Phase 1, Step 5: We're Not Writing a KV Cache (Yet)
I think now's a good place to stop. Rewriting HuggingFace's DynamicCache right now would be a lot of lines of code that teach you very little you don't already understand. The gist of a KV cache is the gist of this entire post, that we had quadratic pain, and we cured it. Everything else is implementation detail.
Instead, I want you to leave you here with a question: what happens when there's more than one person sending requests to our LLM?
Right now, we're serving a single prompt, from a single user, in one lonely decode loop. But real inference engines handle many sequences at once, and that changes a lot of things.

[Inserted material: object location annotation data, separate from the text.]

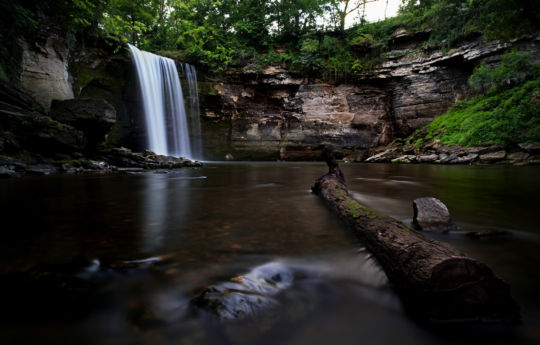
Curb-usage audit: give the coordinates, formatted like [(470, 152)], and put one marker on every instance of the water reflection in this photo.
[(224, 220)]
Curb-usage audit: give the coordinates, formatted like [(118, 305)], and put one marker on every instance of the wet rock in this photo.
[(405, 159), (432, 215), (125, 158), (95, 117), (6, 172), (37, 171), (428, 158), (488, 234), (245, 295), (532, 148), (384, 156), (464, 159), (493, 157), (45, 65), (518, 157)]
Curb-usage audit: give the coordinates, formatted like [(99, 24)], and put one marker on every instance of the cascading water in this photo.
[(163, 104)]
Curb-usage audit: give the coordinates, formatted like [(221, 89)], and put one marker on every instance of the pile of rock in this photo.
[(125, 158), (526, 153)]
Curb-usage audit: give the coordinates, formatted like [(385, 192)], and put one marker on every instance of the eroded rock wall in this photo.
[(44, 71), (280, 114)]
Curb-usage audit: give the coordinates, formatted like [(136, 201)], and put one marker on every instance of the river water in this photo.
[(220, 222)]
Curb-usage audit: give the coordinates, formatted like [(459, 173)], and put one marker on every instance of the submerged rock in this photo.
[(493, 156), (245, 295), (432, 214), (125, 158)]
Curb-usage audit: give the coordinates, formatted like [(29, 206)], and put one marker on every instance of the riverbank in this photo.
[(226, 219)]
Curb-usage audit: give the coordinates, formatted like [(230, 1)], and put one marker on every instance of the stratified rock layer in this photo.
[(282, 114)]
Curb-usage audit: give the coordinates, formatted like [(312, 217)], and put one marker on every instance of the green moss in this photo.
[(354, 209), (84, 77), (507, 114), (503, 118)]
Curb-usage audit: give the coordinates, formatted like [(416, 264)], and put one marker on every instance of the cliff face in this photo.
[(280, 114)]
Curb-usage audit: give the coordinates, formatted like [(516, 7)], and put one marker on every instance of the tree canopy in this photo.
[(307, 34)]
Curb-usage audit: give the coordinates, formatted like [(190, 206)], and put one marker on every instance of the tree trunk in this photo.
[(435, 281)]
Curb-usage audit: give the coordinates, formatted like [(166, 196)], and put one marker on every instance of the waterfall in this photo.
[(163, 104)]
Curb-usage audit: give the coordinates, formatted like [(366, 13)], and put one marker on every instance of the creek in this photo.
[(207, 225)]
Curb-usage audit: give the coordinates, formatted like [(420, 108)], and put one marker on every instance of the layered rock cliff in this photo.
[(281, 114)]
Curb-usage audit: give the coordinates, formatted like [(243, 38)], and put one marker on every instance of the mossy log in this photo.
[(435, 281)]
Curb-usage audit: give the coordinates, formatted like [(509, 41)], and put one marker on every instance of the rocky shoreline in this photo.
[(523, 154), (109, 161)]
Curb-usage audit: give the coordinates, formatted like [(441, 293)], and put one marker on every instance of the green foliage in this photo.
[(503, 116), (514, 68), (450, 20)]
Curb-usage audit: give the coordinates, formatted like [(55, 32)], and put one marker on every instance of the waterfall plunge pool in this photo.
[(227, 220)]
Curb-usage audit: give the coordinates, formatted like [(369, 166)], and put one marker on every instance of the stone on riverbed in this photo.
[(494, 156), (430, 214), (245, 295)]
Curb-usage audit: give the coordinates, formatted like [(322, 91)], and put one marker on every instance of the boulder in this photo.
[(405, 159), (493, 156), (245, 295), (518, 157), (465, 159), (95, 117), (125, 158), (428, 158), (432, 214), (530, 147)]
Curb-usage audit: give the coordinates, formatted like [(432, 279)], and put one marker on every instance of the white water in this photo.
[(163, 104)]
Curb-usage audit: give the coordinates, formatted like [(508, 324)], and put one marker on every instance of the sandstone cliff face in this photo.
[(45, 68), (280, 114)]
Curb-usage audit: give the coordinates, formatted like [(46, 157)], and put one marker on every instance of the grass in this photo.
[(502, 116)]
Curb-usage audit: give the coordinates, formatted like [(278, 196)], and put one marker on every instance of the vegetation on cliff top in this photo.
[(506, 114), (308, 35)]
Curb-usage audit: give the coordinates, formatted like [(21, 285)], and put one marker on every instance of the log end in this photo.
[(464, 290)]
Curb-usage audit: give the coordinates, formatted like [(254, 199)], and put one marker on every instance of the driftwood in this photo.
[(435, 281)]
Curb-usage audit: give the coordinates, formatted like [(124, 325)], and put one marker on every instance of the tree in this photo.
[(342, 9), (130, 18)]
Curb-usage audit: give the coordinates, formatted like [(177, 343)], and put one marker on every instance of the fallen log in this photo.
[(436, 283)]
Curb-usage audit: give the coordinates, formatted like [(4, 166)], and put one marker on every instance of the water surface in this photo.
[(218, 222)]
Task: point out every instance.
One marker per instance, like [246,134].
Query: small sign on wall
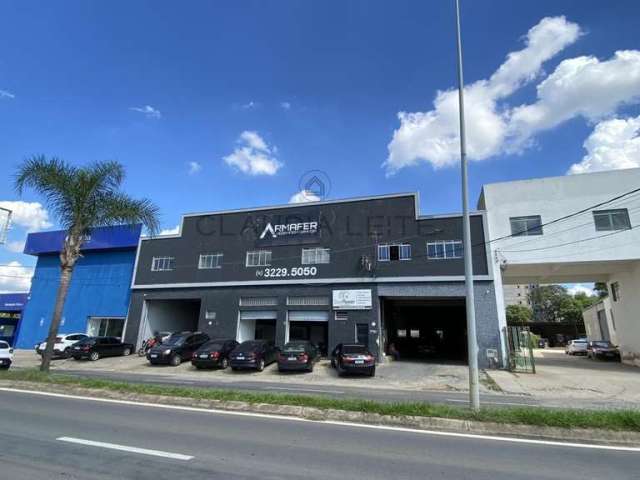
[352,299]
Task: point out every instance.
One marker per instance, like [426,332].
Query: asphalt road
[44,437]
[377,394]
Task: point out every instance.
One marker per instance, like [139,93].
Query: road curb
[577,435]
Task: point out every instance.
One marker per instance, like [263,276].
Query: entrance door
[105,327]
[362,334]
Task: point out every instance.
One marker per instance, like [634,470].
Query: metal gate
[520,350]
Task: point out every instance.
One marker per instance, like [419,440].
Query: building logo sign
[282,230]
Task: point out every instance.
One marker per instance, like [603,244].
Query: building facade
[368,270]
[11,307]
[575,228]
[98,297]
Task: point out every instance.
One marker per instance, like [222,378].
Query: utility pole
[472,343]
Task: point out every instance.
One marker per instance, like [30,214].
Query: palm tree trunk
[63,288]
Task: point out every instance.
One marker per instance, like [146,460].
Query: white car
[6,355]
[62,346]
[576,347]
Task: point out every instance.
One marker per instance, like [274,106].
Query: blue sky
[158,85]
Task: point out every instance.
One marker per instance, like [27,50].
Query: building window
[307,301]
[608,220]
[526,226]
[341,316]
[444,249]
[210,260]
[163,264]
[392,253]
[311,256]
[258,301]
[615,291]
[259,258]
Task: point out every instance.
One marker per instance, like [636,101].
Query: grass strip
[619,420]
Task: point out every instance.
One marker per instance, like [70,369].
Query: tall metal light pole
[472,343]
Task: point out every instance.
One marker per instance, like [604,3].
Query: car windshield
[174,340]
[348,349]
[294,347]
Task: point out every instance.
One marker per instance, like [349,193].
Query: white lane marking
[125,448]
[493,403]
[472,436]
[315,390]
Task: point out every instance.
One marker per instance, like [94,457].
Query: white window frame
[263,258]
[163,264]
[209,261]
[315,256]
[609,214]
[443,244]
[386,248]
[527,231]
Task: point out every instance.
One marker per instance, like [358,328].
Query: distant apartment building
[517,294]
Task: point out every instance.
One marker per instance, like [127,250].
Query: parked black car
[176,348]
[94,348]
[353,358]
[298,355]
[214,353]
[253,354]
[602,349]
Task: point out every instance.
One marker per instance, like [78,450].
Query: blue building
[98,297]
[11,306]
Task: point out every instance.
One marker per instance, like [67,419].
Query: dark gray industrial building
[369,269]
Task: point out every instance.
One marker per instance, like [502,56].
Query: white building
[575,228]
[599,321]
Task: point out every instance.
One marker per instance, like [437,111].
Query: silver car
[576,347]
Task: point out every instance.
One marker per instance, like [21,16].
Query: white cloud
[433,136]
[582,86]
[15,278]
[253,156]
[304,196]
[194,167]
[148,111]
[573,288]
[250,105]
[30,215]
[16,246]
[170,231]
[614,144]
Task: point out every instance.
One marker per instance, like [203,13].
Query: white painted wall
[626,314]
[568,250]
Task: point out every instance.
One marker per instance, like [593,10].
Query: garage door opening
[257,325]
[170,316]
[426,329]
[309,325]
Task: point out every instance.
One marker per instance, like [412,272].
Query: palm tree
[80,198]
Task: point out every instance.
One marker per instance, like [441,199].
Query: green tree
[600,289]
[80,198]
[518,314]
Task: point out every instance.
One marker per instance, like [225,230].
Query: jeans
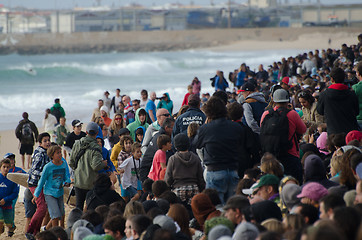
[41,210]
[223,181]
[80,196]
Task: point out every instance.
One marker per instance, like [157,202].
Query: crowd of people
[278,156]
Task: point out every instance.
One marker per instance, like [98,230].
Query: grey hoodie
[184,168]
[254,106]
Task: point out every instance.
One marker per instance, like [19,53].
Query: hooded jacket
[89,163]
[18,132]
[184,120]
[314,171]
[147,159]
[184,168]
[137,123]
[167,105]
[254,106]
[340,108]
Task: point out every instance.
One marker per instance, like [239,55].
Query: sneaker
[29,236]
[11,231]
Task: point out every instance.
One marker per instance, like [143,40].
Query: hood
[314,169]
[140,127]
[137,117]
[257,96]
[56,105]
[338,91]
[186,158]
[88,142]
[168,97]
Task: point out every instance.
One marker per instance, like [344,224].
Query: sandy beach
[9,143]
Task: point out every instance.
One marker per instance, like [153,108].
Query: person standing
[151,107]
[26,132]
[357,88]
[165,102]
[115,100]
[144,99]
[339,105]
[57,110]
[49,123]
[97,111]
[221,140]
[9,192]
[254,105]
[107,102]
[193,114]
[40,159]
[75,135]
[86,160]
[196,86]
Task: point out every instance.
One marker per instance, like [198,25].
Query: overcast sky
[66,4]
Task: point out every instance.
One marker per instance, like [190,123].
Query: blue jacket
[184,120]
[220,86]
[8,190]
[40,158]
[222,141]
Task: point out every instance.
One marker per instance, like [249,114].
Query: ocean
[31,83]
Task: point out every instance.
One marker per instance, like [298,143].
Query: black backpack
[274,133]
[26,131]
[57,114]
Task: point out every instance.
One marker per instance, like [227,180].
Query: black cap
[248,87]
[182,142]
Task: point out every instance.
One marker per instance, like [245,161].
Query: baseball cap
[92,128]
[248,87]
[267,180]
[249,191]
[280,96]
[314,191]
[285,80]
[76,123]
[237,201]
[9,155]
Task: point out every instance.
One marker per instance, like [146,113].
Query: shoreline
[151,41]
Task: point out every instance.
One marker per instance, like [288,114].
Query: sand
[9,143]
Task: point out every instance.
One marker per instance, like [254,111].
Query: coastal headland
[146,41]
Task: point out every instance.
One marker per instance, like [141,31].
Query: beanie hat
[81,232]
[353,135]
[314,191]
[210,224]
[182,142]
[165,222]
[219,231]
[289,195]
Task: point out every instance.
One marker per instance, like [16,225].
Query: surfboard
[22,180]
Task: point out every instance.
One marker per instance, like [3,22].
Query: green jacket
[137,123]
[358,90]
[89,163]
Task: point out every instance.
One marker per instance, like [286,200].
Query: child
[131,184]
[40,159]
[9,191]
[159,160]
[55,175]
[126,142]
[106,156]
[184,171]
[140,132]
[13,169]
[62,132]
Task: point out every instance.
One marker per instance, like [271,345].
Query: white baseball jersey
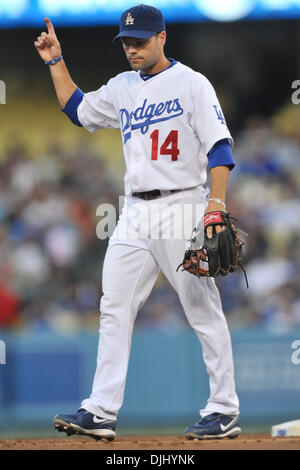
[168,123]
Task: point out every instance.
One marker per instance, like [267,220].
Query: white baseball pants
[136,253]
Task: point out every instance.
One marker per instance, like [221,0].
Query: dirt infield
[243,442]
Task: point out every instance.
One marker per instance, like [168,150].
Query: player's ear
[162,36]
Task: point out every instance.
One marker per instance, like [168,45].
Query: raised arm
[49,48]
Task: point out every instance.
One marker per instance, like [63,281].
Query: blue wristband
[53,61]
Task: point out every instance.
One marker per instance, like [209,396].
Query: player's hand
[214,207]
[47,45]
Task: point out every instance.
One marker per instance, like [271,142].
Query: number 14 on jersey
[168,147]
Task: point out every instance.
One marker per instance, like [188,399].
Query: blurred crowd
[51,258]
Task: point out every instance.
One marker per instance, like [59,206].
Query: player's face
[145,54]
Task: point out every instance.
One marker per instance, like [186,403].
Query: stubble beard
[143,66]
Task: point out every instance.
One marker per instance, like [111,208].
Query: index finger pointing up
[50,28]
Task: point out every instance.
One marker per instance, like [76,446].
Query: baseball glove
[221,254]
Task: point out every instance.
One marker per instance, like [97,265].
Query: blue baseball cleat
[86,424]
[214,426]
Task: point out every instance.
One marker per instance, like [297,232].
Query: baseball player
[172,128]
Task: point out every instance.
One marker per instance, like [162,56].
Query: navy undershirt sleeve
[70,108]
[221,155]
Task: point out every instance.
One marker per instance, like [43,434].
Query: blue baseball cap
[142,21]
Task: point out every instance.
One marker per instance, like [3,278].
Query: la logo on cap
[129,19]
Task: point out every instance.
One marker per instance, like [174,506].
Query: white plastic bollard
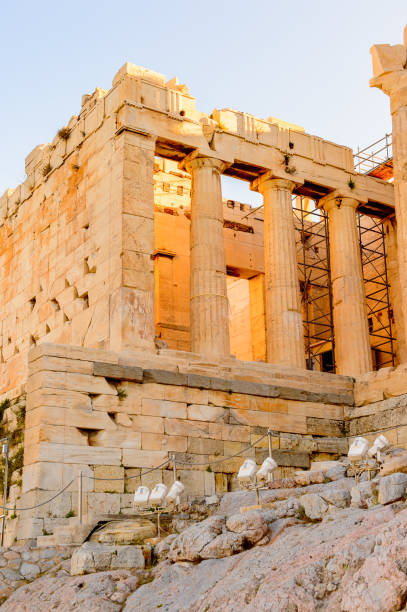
[267,467]
[174,493]
[158,494]
[358,449]
[247,471]
[141,496]
[380,444]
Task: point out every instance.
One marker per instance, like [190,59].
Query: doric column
[209,306]
[352,346]
[284,326]
[393,277]
[390,75]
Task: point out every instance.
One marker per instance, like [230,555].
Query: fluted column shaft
[399,125]
[284,326]
[352,345]
[209,306]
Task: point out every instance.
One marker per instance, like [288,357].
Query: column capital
[269,180]
[341,197]
[196,159]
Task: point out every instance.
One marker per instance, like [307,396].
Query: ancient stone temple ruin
[145,319]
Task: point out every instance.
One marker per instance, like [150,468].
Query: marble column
[390,75]
[390,229]
[209,306]
[352,345]
[284,326]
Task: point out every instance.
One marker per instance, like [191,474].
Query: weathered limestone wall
[380,406]
[113,415]
[69,257]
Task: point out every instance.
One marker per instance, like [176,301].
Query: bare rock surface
[353,558]
[102,591]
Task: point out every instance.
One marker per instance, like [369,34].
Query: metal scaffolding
[312,239]
[376,159]
[375,278]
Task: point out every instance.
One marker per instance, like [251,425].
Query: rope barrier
[170,459]
[130,477]
[216,461]
[42,503]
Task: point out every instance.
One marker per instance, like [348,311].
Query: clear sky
[304,61]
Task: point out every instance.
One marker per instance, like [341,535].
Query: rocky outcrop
[324,547]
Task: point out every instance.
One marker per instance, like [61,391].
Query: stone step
[73,534]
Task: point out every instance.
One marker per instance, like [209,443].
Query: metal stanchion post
[174,468]
[270,476]
[80,496]
[5,450]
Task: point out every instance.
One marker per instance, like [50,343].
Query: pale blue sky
[305,61]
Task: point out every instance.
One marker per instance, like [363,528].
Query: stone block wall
[380,406]
[116,415]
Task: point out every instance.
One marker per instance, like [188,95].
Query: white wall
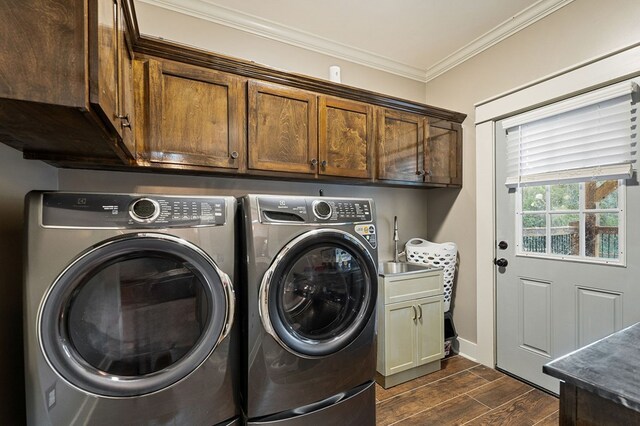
[17,177]
[581,31]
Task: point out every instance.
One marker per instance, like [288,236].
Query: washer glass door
[319,295]
[135,314]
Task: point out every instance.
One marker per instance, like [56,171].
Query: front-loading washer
[129,309]
[310,289]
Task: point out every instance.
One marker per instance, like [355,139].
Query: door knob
[502,262]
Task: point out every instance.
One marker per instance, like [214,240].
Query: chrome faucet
[395,240]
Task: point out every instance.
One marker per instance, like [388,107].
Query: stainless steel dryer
[129,310]
[309,309]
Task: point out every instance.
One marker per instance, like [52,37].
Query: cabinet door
[400,321]
[401,139]
[283,133]
[430,327]
[111,84]
[443,158]
[103,59]
[191,115]
[125,86]
[345,138]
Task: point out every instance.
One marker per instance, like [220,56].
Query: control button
[144,210]
[321,209]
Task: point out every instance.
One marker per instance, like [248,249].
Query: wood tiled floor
[465,393]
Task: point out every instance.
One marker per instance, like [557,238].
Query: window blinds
[592,136]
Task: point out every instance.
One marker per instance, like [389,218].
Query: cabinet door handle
[124,120]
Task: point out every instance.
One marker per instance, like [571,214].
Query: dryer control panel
[115,211]
[286,209]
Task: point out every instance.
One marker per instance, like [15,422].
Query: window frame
[581,211]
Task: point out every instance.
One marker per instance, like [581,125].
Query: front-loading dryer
[309,340]
[129,309]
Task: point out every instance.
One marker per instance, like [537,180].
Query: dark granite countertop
[609,367]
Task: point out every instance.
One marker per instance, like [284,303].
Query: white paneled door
[568,260]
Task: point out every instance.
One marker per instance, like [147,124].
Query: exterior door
[549,300]
[134,315]
[319,293]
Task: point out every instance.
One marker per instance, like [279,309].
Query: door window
[572,221]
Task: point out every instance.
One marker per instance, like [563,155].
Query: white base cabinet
[410,325]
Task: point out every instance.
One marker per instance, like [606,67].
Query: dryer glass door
[319,296]
[134,315]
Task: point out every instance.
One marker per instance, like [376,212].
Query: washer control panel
[314,210]
[78,210]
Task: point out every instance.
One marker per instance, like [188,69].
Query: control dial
[322,209]
[144,210]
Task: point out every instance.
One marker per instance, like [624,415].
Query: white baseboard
[467,349]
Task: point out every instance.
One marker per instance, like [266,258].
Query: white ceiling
[418,39]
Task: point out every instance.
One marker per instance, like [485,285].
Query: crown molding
[207,10]
[492,37]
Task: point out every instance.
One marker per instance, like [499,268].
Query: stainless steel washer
[309,308]
[129,309]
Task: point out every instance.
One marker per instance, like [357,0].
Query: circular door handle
[502,262]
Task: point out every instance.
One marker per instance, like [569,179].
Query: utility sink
[400,268]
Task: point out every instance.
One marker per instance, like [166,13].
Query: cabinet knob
[125,121]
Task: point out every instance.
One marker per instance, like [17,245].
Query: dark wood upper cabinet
[189,115]
[401,141]
[110,66]
[80,87]
[282,131]
[61,77]
[443,158]
[346,138]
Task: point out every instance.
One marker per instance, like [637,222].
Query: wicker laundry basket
[442,255]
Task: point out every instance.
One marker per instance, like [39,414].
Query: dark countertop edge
[561,373]
[592,387]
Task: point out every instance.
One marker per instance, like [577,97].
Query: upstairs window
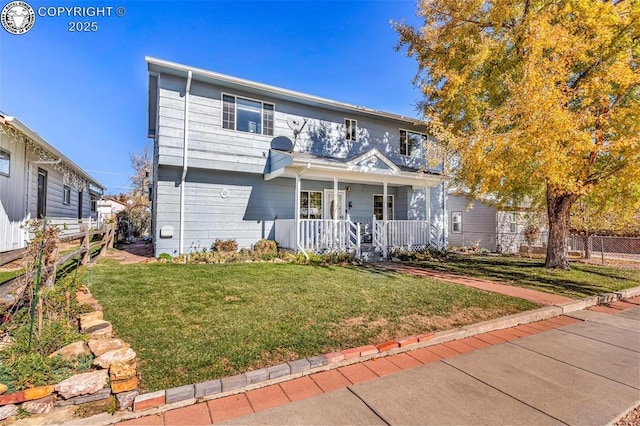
[66,195]
[456,222]
[411,143]
[351,129]
[247,115]
[5,162]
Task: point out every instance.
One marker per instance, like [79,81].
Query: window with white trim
[378,206]
[456,222]
[310,205]
[247,115]
[513,224]
[5,163]
[411,143]
[351,129]
[66,195]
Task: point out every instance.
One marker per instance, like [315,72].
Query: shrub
[265,249]
[229,245]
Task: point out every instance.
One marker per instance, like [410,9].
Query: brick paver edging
[169,399]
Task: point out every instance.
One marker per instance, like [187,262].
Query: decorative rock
[122,355]
[100,395]
[39,406]
[119,386]
[101,346]
[82,384]
[100,330]
[148,400]
[122,370]
[12,398]
[37,393]
[8,411]
[87,318]
[125,399]
[71,351]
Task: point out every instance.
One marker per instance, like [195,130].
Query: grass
[581,281]
[190,323]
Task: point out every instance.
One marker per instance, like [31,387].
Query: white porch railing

Suddenly, we worry for our tidy little KV Cache. The one that grows by one row each step, oh, that scrappy little grow-one-row-at-a-time cache, how will it survive the influx of user requests? How do you allocate memory for a cache when you don't know how long each sequence will be? What happens when one sequence finishes early and leaves a hole in the cache, a hole too small to use, yet too large to ignore?
In Part 2 (and maybe 3, depending on how long things get), we'll batch multiple sequences together, see how far our faithful little KV cache can carry us, and rewrite it (for real) with PagedAttention.